Almost every group did some statistical modelling and some machine learning modelling for their research topics and every single time out-of-sample predictions came to talk the simple machine learning models beat the very sophisticated statistical models that every worked on very hard for the last 3 months. No matter how good everyones statistical models get, a simple random forest got lower out-of-sample errors pretty much always.
I was wondering if this is a generally accepted observation? That if it comes to out-of-sample forecasting there is simply no way to beat a simple random forest or extreme gradient boosting model? These two methods are super simple to implement by using R packages, whereas all the statistical models that everyone came up with require quite a lot of skill, knowledge and effort to estimate.

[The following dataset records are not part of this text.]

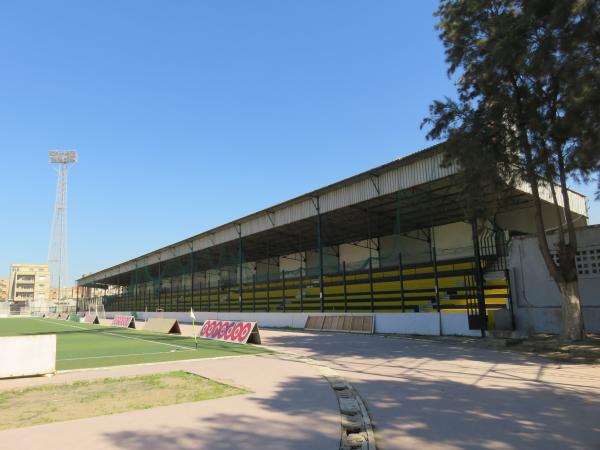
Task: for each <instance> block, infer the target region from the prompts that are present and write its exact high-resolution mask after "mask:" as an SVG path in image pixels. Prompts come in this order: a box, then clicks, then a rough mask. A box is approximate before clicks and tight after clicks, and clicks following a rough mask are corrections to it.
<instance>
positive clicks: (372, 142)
mask: <svg viewBox="0 0 600 450" xmlns="http://www.w3.org/2000/svg"><path fill="white" fill-rule="evenodd" d="M436 5H437V2H435V1H419V2H407V1H404V2H401V1H397V0H391V1H378V2H358V1H347V0H345V1H331V0H330V1H326V2H325V1H320V0H314V1H309V0H305V1H301V2H297V1H291V0H272V1H266V0H254V1H246V0H239V1H233V0H225V1H202V2H201V1H177V2H167V1H163V2H158V1H147V0H146V1H127V2H121V1H120V2H117V1H102V2H82V1H73V2H62V1H53V2H47V1H40V2H31V1H26V0H18V1H13V0H4V1H3V2H1V3H0V64H1V68H2V70H0V155H1V157H2V158H1V161H2V167H3V170H2V174H1V175H0V192H2V193H3V196H2V197H3V200H4V201H3V202H2V207H1V210H2V211H3V214H2V217H3V218H4V220H2V221H0V243H1V245H0V277H2V276H6V275H7V274H8V266H9V264H10V263H13V262H44V261H45V260H46V258H47V253H48V241H49V238H50V228H51V222H52V209H53V202H54V195H55V185H56V174H55V172H54V171H53V170H52V168H51V167H50V166H49V164H48V163H47V152H48V150H52V149H72V148H74V149H77V151H78V152H79V154H80V162H79V163H78V164H77V165H76V166H75V167H74V168H73V169H72V171H71V173H70V178H69V217H68V222H69V253H70V259H69V267H70V269H69V274H70V278H71V280H74V279H75V278H77V277H78V276H80V275H81V274H82V273H84V272H92V271H95V270H98V269H101V268H104V267H106V266H109V265H113V264H116V263H118V262H121V261H123V260H125V259H130V258H132V257H135V256H137V255H139V254H141V253H143V252H148V251H151V250H153V249H155V248H158V247H160V246H163V245H166V244H169V243H171V242H174V241H177V240H180V239H183V238H186V237H188V236H191V235H193V234H196V233H199V232H201V231H204V230H206V229H208V228H210V227H213V226H217V225H220V224H222V223H224V222H227V221H230V220H233V219H235V218H238V217H240V216H243V215H245V214H248V213H251V212H254V211H256V210H259V209H262V208H265V207H267V206H269V205H272V204H274V203H277V202H280V201H283V200H286V199H288V198H290V197H292V196H296V195H299V194H302V193H304V192H307V191H310V190H312V189H315V188H318V187H321V186H323V185H326V184H328V183H331V182H334V181H336V180H339V179H341V178H344V177H347V176H350V175H353V174H355V173H357V172H361V171H364V170H366V169H368V168H370V167H374V166H377V165H380V164H383V163H385V162H388V161H391V160H392V159H395V158H397V157H399V156H402V155H406V154H408V153H411V152H414V151H416V150H418V149H421V148H423V147H425V146H427V145H429V143H428V142H427V141H426V140H425V132H424V131H423V130H420V129H419V124H420V122H421V120H422V118H423V117H424V116H425V115H426V114H427V107H428V105H429V103H430V102H431V101H432V100H433V99H436V98H442V97H443V96H444V95H452V94H453V93H454V87H453V84H452V82H451V81H450V80H448V78H447V76H446V65H445V63H444V55H443V48H442V45H441V43H440V42H439V40H438V38H437V34H436V32H435V30H434V24H435V19H434V17H433V16H432V13H433V11H434V10H435V8H436ZM575 188H576V189H580V190H582V191H584V192H585V193H587V194H588V195H589V196H590V198H593V195H592V194H593V187H588V188H581V187H578V186H575ZM590 206H591V221H592V222H593V223H597V222H598V221H599V219H600V205H599V204H598V202H592V200H591V199H590Z"/></svg>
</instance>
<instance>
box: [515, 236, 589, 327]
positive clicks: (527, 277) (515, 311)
mask: <svg viewBox="0 0 600 450" xmlns="http://www.w3.org/2000/svg"><path fill="white" fill-rule="evenodd" d="M577 240H578V244H579V250H580V251H586V253H590V252H591V250H594V252H593V253H594V256H595V258H594V259H590V260H589V261H587V264H588V265H589V266H590V267H589V269H592V267H591V265H592V264H596V266H595V270H596V271H597V273H595V274H594V273H589V274H582V275H580V276H579V290H580V293H581V302H582V307H583V317H584V321H585V326H586V329H587V330H588V331H592V332H600V252H599V251H598V249H600V226H598V225H595V226H590V227H586V228H580V229H578V231H577ZM548 241H549V244H550V246H551V247H552V246H554V245H555V243H556V241H557V236H556V235H555V234H550V235H549V236H548ZM586 256H589V254H588V255H586ZM509 267H510V271H511V272H510V273H511V289H512V291H511V292H512V296H513V304H514V306H515V317H516V322H517V323H516V325H517V328H518V329H519V330H521V331H524V332H527V333H532V332H539V333H558V332H560V293H559V291H558V288H557V287H556V284H555V283H554V280H552V278H551V277H550V274H549V273H548V270H547V269H546V265H545V263H544V260H543V258H542V255H541V253H540V250H539V248H538V243H537V238H536V237H533V236H527V237H521V238H515V239H513V240H512V241H511V243H510V248H509Z"/></svg>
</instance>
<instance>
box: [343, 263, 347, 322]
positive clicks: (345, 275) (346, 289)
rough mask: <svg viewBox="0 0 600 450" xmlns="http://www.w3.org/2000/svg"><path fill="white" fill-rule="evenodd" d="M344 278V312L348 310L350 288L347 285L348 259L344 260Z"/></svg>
mask: <svg viewBox="0 0 600 450" xmlns="http://www.w3.org/2000/svg"><path fill="white" fill-rule="evenodd" d="M342 280H343V282H344V312H348V288H347V286H346V261H342Z"/></svg>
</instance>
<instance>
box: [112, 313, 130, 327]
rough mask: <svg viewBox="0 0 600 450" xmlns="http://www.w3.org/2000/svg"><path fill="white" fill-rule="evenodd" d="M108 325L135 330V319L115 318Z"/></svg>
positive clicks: (123, 317)
mask: <svg viewBox="0 0 600 450" xmlns="http://www.w3.org/2000/svg"><path fill="white" fill-rule="evenodd" d="M110 324H111V326H113V327H119V328H135V318H134V317H133V316H115V317H114V318H113V320H112V322H111V323H110Z"/></svg>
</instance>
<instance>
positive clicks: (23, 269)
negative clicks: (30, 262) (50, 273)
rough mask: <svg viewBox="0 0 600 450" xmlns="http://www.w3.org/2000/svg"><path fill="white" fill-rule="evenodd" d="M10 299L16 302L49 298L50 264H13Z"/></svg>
mask: <svg viewBox="0 0 600 450" xmlns="http://www.w3.org/2000/svg"><path fill="white" fill-rule="evenodd" d="M8 299H9V300H14V301H15V302H29V301H34V300H49V299H50V271H49V270H48V264H12V265H11V266H10V278H9V280H8Z"/></svg>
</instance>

What are your thoughts of this? Is the only benefit of statistical/econometric models that you gain interpretation? Or were our models just not good enough that they failed to significantly outperform simple random forest predictions? Are there any papers that address this issue?
Statistical modeling is different from machine learning. For example, a linear regression is both a statistical model and a machine learning model. So if you compare a linear regression to a random forest, you’re just comparing a simpler machine learning model to a more complicated one. You’re not comparing a statistical model to a machine learning model.
Statistical modeling provides more than interpretation; it actually gives a model of some population parameter. It depends on a large framework of mathematics and theory, which allows for formulas for things like the variance of coefficients, variance of predictions, and hypothesis testing. The potential yield of statistical modeling is much greater than machine learning, because you can make strong statements about population parameters instead of just measuring error on holdout, but it’s considerably more difficult to approach a problem with a statistical model.